Livros são projetados há milhares de anos e as proporções mais recorrentes são aquelas que se conectam com figuras geométricas proeminentes na natureza como moléculas, cristais de gelo, flores e teias de aranha. Essas proporções são definidas pela sequência numérica conhecida como Fibonacci, que aparece inclusive nos intervalos musicais (na Europa, a utilização de páginas que incorporam escalas musicais é corriqueira há mais de mil anos). A proporção 2:3 equivale ao ciclo de quinta, considerado um dos intervalos mais harmoniosos na própria teoria musical. O intervalo de quinta consegue ser encaixado como base de qualquer composição, de forma que se se adapta perfeitamente como base do ritmo de um texto.
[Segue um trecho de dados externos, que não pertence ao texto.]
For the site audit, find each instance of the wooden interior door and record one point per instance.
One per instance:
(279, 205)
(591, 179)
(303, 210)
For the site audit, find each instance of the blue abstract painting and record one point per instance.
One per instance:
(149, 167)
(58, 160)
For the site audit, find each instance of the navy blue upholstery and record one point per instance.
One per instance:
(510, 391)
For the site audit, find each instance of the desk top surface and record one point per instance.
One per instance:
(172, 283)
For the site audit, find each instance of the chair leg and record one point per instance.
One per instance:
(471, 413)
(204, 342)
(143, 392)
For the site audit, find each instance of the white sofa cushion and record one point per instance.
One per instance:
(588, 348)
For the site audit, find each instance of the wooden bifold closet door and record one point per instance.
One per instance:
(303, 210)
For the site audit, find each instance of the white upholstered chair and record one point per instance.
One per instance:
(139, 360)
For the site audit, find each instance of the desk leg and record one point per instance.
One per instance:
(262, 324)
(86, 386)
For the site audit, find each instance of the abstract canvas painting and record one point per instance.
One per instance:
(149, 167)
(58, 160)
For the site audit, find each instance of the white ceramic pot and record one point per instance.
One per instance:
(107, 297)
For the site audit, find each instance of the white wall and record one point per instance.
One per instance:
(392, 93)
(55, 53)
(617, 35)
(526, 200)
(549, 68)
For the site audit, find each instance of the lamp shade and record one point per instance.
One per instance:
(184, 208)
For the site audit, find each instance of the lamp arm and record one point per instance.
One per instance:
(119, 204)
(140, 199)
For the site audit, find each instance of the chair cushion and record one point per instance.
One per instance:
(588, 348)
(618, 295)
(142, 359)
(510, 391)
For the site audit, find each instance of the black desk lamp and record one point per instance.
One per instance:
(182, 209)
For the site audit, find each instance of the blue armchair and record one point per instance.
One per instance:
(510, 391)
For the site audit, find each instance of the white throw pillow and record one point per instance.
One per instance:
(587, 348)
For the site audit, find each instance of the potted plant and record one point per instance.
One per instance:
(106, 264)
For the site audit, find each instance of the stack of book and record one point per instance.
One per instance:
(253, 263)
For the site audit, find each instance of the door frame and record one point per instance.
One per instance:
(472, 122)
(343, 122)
Comunicando-se com o formato da página, a mancha de texto não pode apenas reproduzi-la, mas deve formar uma geometria polifônica com ela. Uma composição pode tanto atrair quanto afastar o leitor, e para chegarmos a uma textura perfeita, traçamos o layout a partir da seção áurea (também consequente da sequência de Fibonacci):
A sessão áurea nos permite chegar a uma relação simétrica de partes assimétricas, a partir do desenho de um pentagrama.
Uma leitura rápida dos originais de Uthark mostra que esse é um livro cheio de listas, tabelas, esquemas e etc., que não são facilmente identificáveis no folhear, pois a maior parte delas está em formato de texto corrido. O fato deste ser um livro curto nos permitiu explorar todas essas potências de didáticas. Uma nova organização da informação foi capaz de dobrar o número de páginas. Após diversos estudos, os espaços em branco foram aplicados de forma a delimitar todos esses elementos em identidades próprias:
Em relação ao formato padrão da Penumbra Livros, os fólios (número de página + cabeços) foram transferidos para o pé de página, eliminando a linha que os separava do texto, de forma a diminuir a quantidade de informações e proporcionar uma leitura mais concentrada.
A proposta desse novo design é que o leitor seja capaz de navegar pelo livro de forma intuitiva, se localizando em rápidas tacadas de olho, sem precisar utilizar os dedos alisando as linhas para entender onde determinada informação começa e termina. A experiência comum de leitura se dá pela troca com o texto, mas a Penumbra Livros propõe que o livro se comunique como um todo. Para além do texto, o objeto em si estabelece uma conversa aberta e clara.
Após o lançamento de Mágicka Visual, contamos com mais um material que estimula aprendizagem e prazer estético, em uma diagramação que se pretende tão transparente quanto o seu conteúdo. Acreditamos que nem todos os segredos precisam ser sussurrados. E, como uma runa, este livro tem uma apresentação clara para um conteúdo profundo e imersivo. Seguindo o caminho de Odin, se com Mágicka Visual aprendemos como transformar uma semente, aqui aprendemos a como estar na árvore.
Isabella é designer, trabalha com editorial e acredita que os pequenos espaços entre palavras podem conter magia.